La libertà di scelta dei consumatori costituisce la condizione essenziale per
assicurare elevati livelli di competitività dei mercati; per questo da alcuni anni il
settore ha investito su procedure capaci di facilitare le decisioni di acquisto e di
cambiamento della clientela.
L’Italia è uno dei paesi europei con il più elevato tasso di mobilità dei correntisti.
Tra il 2008 e il 2009, il livello di mobilità è passato dal 9,5% al 13,1%, con un
incremento di 3,6 punti percentuali.
Completezza informativa, comparabilità e trasferibilità facile dei rapporti di conto
corrente sono i presupposti essenziali di un mercato competitivo e concorrenziale.

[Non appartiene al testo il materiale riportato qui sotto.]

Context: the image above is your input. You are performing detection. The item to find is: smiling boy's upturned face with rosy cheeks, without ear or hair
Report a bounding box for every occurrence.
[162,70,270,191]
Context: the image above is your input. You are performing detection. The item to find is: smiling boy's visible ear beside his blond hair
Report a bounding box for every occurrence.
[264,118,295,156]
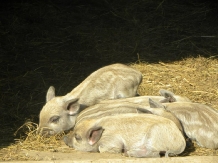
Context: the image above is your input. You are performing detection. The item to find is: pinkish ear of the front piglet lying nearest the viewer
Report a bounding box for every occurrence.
[87,127,104,145]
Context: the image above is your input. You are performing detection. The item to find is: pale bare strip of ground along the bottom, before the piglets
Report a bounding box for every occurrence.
[2,143,218,163]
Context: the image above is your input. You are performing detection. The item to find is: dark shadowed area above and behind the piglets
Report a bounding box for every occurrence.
[0,0,218,147]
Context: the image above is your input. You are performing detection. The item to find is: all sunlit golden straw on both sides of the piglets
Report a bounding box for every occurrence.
[0,57,218,160]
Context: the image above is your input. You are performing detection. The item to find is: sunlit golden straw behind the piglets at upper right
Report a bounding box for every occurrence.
[133,57,218,109]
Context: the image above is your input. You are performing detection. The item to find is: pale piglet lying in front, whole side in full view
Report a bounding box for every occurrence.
[64,113,186,157]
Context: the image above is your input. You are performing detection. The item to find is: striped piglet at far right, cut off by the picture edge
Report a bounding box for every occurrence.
[148,101,218,149]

E’ questa la strada che si deve seguire in un quadro di proficua interlocuzione tra
imprese bancarie e stakeholders, sapendo che ogni atteggiamento di tipo
dirigistico può finire per limitare alla lunga il corretto gioco competitivo e tradursi,
in definitiva, in uno svantaggio per gli stessi consumatori. E’ con la forza di queste
convinzioni che l’industria bancaria italiana continuerà nel prossimo futuro ad
esercitare un’attività che, a differenza di altri paesi non a caso pesantemente
colpiti dal turmoil finanziario del 2007-08, rimane pienamente concentrata sulla
produzione di intermediazione tradizionale per il nostro apparato produttivo e al
servizio della crescita della nostra economia.